Cosa ci insegna l’offerta della vedova
Nel meditare sulle letture di questa domenica, che ruotano attorno alle vicende di due povere vedove che donano il poco che hanno, una al tempo di Elia (1Re 17,10-16), l’altra additata da Gesù come esempio (Mc 12,38-44), potremmo confrontarle con una novella di Pirandello che parla di una vicenda simile, mettendo però anche in luce un dramma sottostante. Potrebbe essere infatti limitante o addirittura superficiale, tessere semplicemente la lode di queste persone rendendole come immagini da santino.
Nella novella si racconta di un giovane prete in crisi di fronte a un’anziana donna che, a prezzo di immani sacrifici, raduna del denaro e dei beni in natura da offrire al santo patrono per propiziare il ritorno del figlio lontano. Il prete vorrebbe ribellarsi a questa visione di scambio commerciale, soprattutto perché i soldi e i doni sarebbero stati per lui, come offerta per la Messa. Tenta di far desistere la donna, di offrire gratuitamente la celebrazione, ma essa si oppone decisamente. Alla fine accetterà l’offerta per non mortificare la grande fede di questa donna. Come si vede è una conclusione simile a quella del Vangelo, anche qui la fede di questa donna trasfigura la sua miseria, ma le domande del giovane prete, la sua paura di diventare uno sfruttatore dei bisogni e delle ansie più profonde degli altri, forse andrebbero prese sul serio.

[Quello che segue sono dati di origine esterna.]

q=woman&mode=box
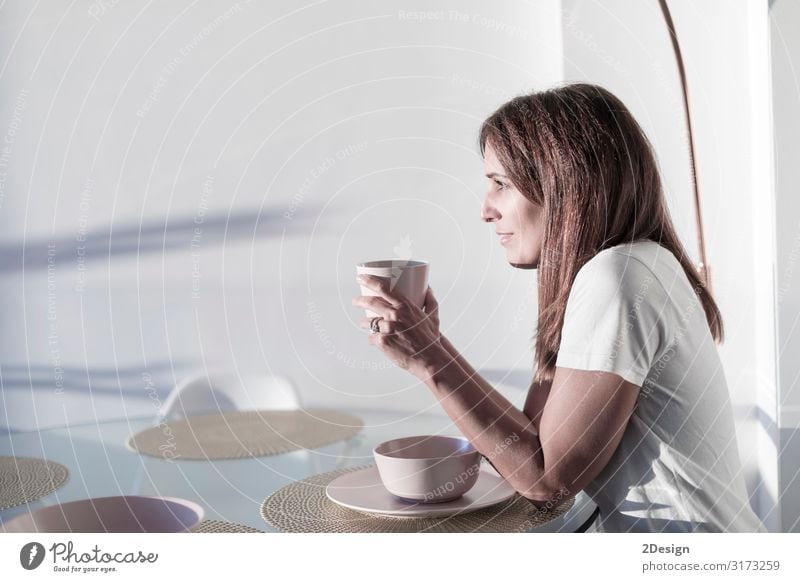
[353,84,766,532]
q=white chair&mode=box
[160,372,301,420]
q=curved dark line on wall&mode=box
[658,0,714,295]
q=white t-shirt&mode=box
[556,241,767,532]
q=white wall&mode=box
[563,0,779,531]
[0,0,562,429]
[770,0,800,532]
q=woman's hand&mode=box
[353,275,446,379]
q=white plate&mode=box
[325,466,515,517]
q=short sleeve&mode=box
[556,252,670,386]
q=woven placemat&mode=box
[128,409,364,459]
[0,457,69,510]
[261,465,575,533]
[191,519,264,533]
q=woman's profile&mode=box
[354,83,766,532]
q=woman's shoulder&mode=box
[578,241,672,281]
[573,240,685,308]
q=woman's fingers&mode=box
[425,285,439,313]
[353,295,397,327]
[357,275,406,307]
[358,317,394,333]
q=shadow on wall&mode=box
[0,360,196,434]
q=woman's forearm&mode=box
[425,336,557,502]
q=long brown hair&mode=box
[480,83,724,390]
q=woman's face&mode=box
[481,142,544,269]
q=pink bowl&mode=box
[2,495,204,533]
[372,435,482,503]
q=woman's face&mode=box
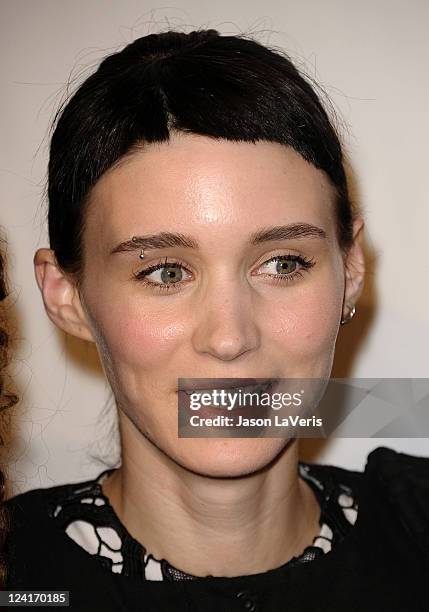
[81,134,345,476]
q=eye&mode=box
[257,254,315,282]
[134,258,188,291]
[134,254,315,292]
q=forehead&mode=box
[87,134,334,240]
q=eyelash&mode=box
[134,254,315,293]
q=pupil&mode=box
[161,266,180,282]
[277,259,296,272]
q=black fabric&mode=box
[6,447,429,612]
[39,461,358,580]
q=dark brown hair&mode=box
[0,244,17,588]
[48,29,355,273]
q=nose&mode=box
[192,280,261,361]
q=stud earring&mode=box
[340,306,356,325]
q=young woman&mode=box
[4,30,429,611]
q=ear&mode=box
[342,217,365,318]
[34,249,94,342]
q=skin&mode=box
[35,134,364,576]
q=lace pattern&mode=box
[48,462,358,581]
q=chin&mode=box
[172,438,288,478]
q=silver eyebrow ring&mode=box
[131,236,144,259]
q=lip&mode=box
[178,378,275,391]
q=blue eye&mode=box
[134,255,315,291]
[261,255,315,282]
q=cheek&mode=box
[89,303,184,372]
[270,274,342,355]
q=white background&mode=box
[0,0,429,492]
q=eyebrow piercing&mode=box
[131,236,144,259]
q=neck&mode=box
[102,411,320,576]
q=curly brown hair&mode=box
[0,247,17,588]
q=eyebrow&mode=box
[111,223,327,255]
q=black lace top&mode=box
[47,462,357,581]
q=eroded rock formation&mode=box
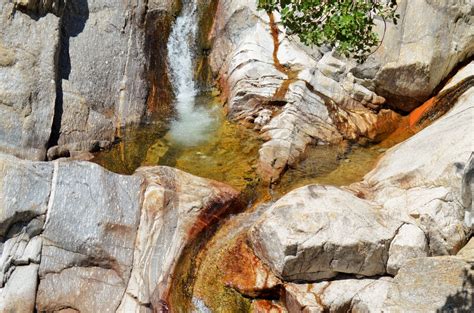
[0,0,181,160]
[250,63,474,312]
[210,0,474,182]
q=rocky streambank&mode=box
[0,0,474,312]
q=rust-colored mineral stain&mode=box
[223,235,258,290]
[268,12,299,101]
[268,12,288,74]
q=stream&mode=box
[92,0,398,312]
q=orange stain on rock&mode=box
[223,234,279,297]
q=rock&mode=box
[210,1,398,182]
[118,167,238,312]
[250,185,402,281]
[250,300,288,313]
[0,154,53,235]
[0,0,182,160]
[0,1,60,160]
[223,235,281,298]
[36,162,142,312]
[382,257,474,312]
[0,264,39,313]
[285,277,392,313]
[456,238,474,261]
[387,224,428,275]
[358,63,474,255]
[250,63,474,281]
[0,154,53,312]
[360,0,474,112]
[49,0,148,158]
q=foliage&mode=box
[257,0,400,61]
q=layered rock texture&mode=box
[0,0,176,160]
[210,0,474,182]
[250,63,474,312]
[0,154,238,312]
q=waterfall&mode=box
[167,0,214,146]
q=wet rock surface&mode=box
[0,0,181,160]
[118,167,239,312]
[0,1,60,160]
[285,277,392,313]
[0,154,238,312]
[211,1,398,182]
[250,186,402,281]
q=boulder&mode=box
[210,1,398,182]
[0,154,53,313]
[250,63,474,281]
[0,150,239,312]
[36,162,142,312]
[250,185,402,281]
[382,257,474,312]
[285,277,392,313]
[387,224,428,275]
[0,1,60,160]
[360,0,474,112]
[118,167,238,313]
[456,238,474,260]
[362,63,474,255]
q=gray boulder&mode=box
[382,257,474,312]
[250,63,474,281]
[285,277,392,313]
[362,0,474,112]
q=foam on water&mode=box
[168,0,216,146]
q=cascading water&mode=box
[168,0,215,146]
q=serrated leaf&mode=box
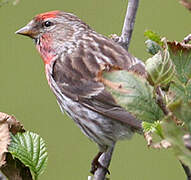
[142,121,164,139]
[168,42,191,84]
[168,42,191,133]
[103,71,163,122]
[8,131,48,179]
[144,30,163,46]
[145,39,161,55]
[145,49,175,86]
[162,116,191,169]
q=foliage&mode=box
[103,31,191,168]
[8,131,48,180]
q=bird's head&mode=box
[16,11,89,42]
[16,11,89,64]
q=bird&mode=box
[16,10,145,174]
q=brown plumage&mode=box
[17,11,145,172]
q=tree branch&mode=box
[180,161,191,180]
[93,0,139,180]
[112,0,139,51]
[121,0,139,50]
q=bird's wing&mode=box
[52,36,144,130]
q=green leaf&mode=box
[142,121,164,139]
[162,116,191,169]
[144,30,163,46]
[145,49,175,86]
[168,42,191,133]
[103,71,163,122]
[145,39,161,55]
[8,131,48,180]
[168,42,191,84]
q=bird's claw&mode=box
[90,161,110,174]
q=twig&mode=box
[121,0,139,50]
[180,161,191,180]
[93,0,139,180]
[93,144,115,180]
[111,0,139,51]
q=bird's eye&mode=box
[43,21,53,27]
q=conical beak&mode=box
[15,25,31,36]
[15,21,38,38]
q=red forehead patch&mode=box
[35,11,59,20]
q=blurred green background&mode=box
[0,0,191,180]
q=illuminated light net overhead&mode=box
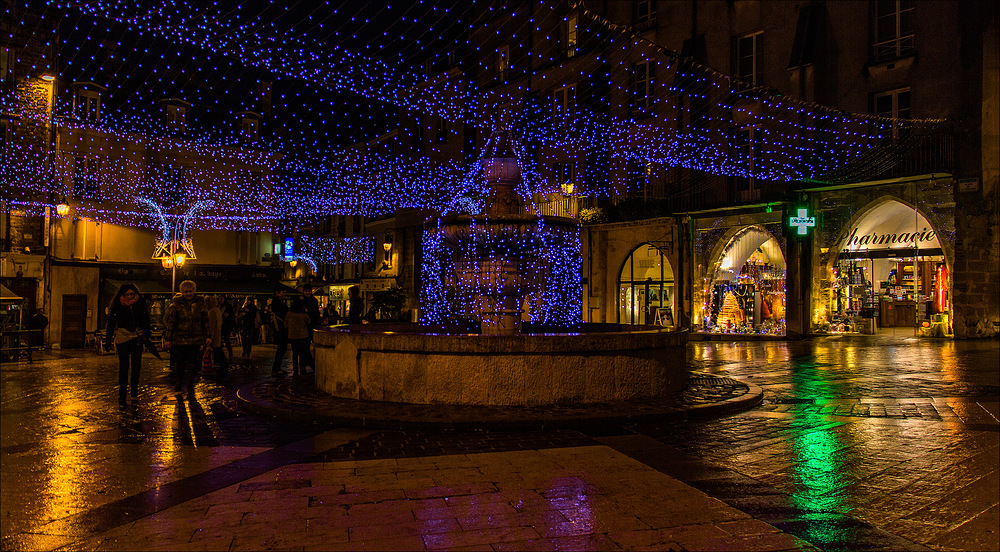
[0,0,940,230]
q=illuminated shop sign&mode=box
[836,201,941,251]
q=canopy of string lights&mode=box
[0,0,941,230]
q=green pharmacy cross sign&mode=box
[788,209,816,236]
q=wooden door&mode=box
[59,295,87,349]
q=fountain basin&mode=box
[314,328,687,406]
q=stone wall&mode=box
[315,329,687,406]
[954,17,1000,339]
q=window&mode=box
[618,243,674,324]
[626,160,653,192]
[632,61,654,115]
[240,117,260,142]
[155,163,187,205]
[874,88,911,138]
[733,127,760,202]
[733,33,762,86]
[73,157,101,199]
[167,104,187,132]
[434,117,448,144]
[635,0,656,31]
[563,13,580,57]
[552,161,576,189]
[73,88,101,123]
[554,84,576,128]
[872,0,915,61]
[0,46,14,93]
[496,45,510,81]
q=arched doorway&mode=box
[821,199,951,337]
[618,243,674,326]
[704,226,785,335]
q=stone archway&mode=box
[812,196,952,336]
[701,225,786,335]
[618,242,676,325]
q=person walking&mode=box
[285,298,313,376]
[28,307,49,349]
[163,280,212,395]
[300,284,320,358]
[105,282,150,404]
[271,287,288,375]
[347,286,365,324]
[205,295,229,376]
[219,295,236,358]
[237,297,258,362]
[260,298,274,344]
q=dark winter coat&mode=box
[163,295,208,345]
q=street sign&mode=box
[788,209,816,236]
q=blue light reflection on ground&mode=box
[789,357,850,547]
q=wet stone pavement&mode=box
[0,337,1000,550]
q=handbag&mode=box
[112,327,139,345]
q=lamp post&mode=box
[153,223,194,293]
[159,240,187,293]
[143,197,214,293]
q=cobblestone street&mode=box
[0,337,1000,550]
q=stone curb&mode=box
[236,376,764,431]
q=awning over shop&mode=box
[837,247,944,259]
[104,278,300,300]
[197,280,302,296]
[104,278,173,299]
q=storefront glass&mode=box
[618,244,674,326]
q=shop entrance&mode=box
[827,200,952,337]
[618,244,674,326]
[704,226,785,335]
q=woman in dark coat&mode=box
[105,282,149,404]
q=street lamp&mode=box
[153,239,187,293]
[135,197,214,293]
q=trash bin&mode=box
[858,318,876,335]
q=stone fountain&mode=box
[315,132,687,406]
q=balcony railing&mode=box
[872,35,914,63]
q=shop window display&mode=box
[702,227,785,335]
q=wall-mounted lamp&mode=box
[379,232,392,271]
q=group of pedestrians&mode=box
[271,286,320,376]
[106,280,320,404]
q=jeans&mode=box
[116,339,142,402]
[271,328,288,372]
[170,345,202,391]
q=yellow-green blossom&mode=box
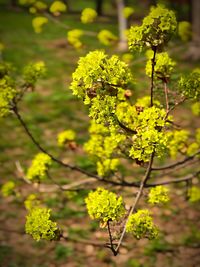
[1,181,15,197]
[23,61,46,86]
[32,16,48,33]
[128,5,177,51]
[123,6,134,19]
[81,8,97,24]
[167,130,189,158]
[97,30,118,46]
[24,194,40,210]
[191,102,200,116]
[25,207,60,241]
[49,1,67,15]
[27,153,52,182]
[126,210,158,239]
[67,29,84,49]
[146,52,176,81]
[85,188,125,222]
[148,185,169,204]
[179,69,200,100]
[58,130,76,146]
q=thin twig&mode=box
[152,150,200,171]
[114,152,155,256]
[150,46,157,107]
[164,82,169,113]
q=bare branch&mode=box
[152,150,200,171]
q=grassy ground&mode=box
[0,1,200,267]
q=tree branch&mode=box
[114,152,155,256]
[152,150,200,171]
[150,46,157,107]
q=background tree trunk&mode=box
[186,0,200,61]
[116,0,128,51]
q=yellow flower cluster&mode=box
[97,30,118,46]
[126,210,158,239]
[27,153,52,182]
[58,130,76,147]
[81,8,97,24]
[49,1,67,16]
[148,185,169,204]
[85,187,126,222]
[32,16,48,33]
[67,29,84,49]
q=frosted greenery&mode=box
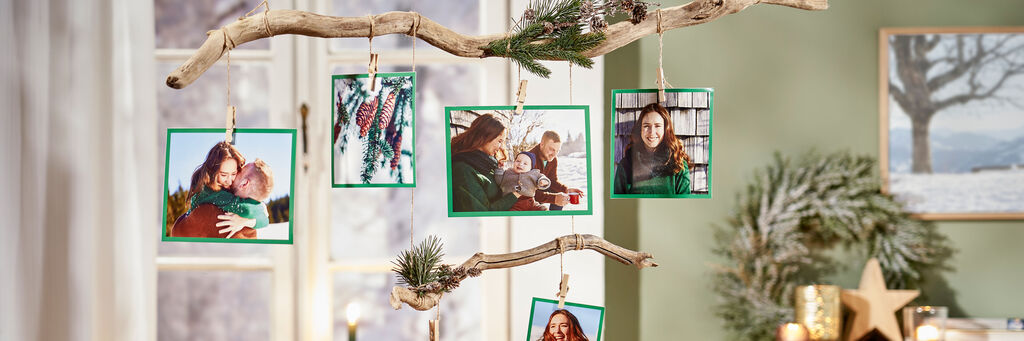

Potremmo domandarci se gli scribi che «divorano le case delle vedove», stigmatizzati da Gesù, esercitino questa attività usuraria a livello personale o se sia la stessa istituzione religiosa nella quale svolgono la loro mansione a reggersi sulla fiducia loro accordata proprio dai più poveri e miseri, prosperando e appropriandosi del frutto del loro sacrificio. D’altra parte Dio non incamera certo le offerte dei poveri, e neppure mangia i cibi offerti in sacrificio (cf. Sal 49,13). Già altrove Gesù Cristo mette in guardia dal caricare pesi sulle spalle degli altri senza toccarli neppure con un dito (cf. Mt 23,4). Non è facile, perciò, sapere perché la donna ha messo i suoi ultimi spiccioli nel tempio (anche Gesù non si sbilancia, dice solo che ha messo tutto ciò che ha): un atto di amore e di confidenza nella provvidenza, un atto dettato dagli ultimi scampoli di speranza, o dall’inizio della disperazione, un atto in risposta agli inviti della catechesi e della predicazione, un atto di conformismo alla dottrina o la voglia di sentirsi pienamente partecipi della vita della comunità anche se con poco… non possiamo davvero saperlo.
Si tratta del mistero del cuore dell’uomo di fronte a quale occorre fermarsi, come sulla soglia di un santuario, con il silenzio e il rispetto dovute a un luogo sacro. E’ molto facile, nella frenesia interventista di oggi, diffondere giudizi e pareri istintivi, postando commenti sui social o intervenendo in rete: per qualcuno la vedova può essere un fulgido esempio, per altri una povera illusa; chi perdona il male ricevuto, un operatore di pace o un mezzo matto; chi testimonia il proprio cammino di fede anche nel dolore o nella malattia, un santo o un millantatore. Viceversa solo la capacità di guardare, ascoltare, lasciandosi interrogare dal mistero che alberga nel cuore umano e che spesso si manifesta inaspettatamente nei poveri e nei ultimi come un vero e proprio «magistero», può dirci qualcosa sul mistero di Dio e della nostra stessa vita, come accade al prete della novella.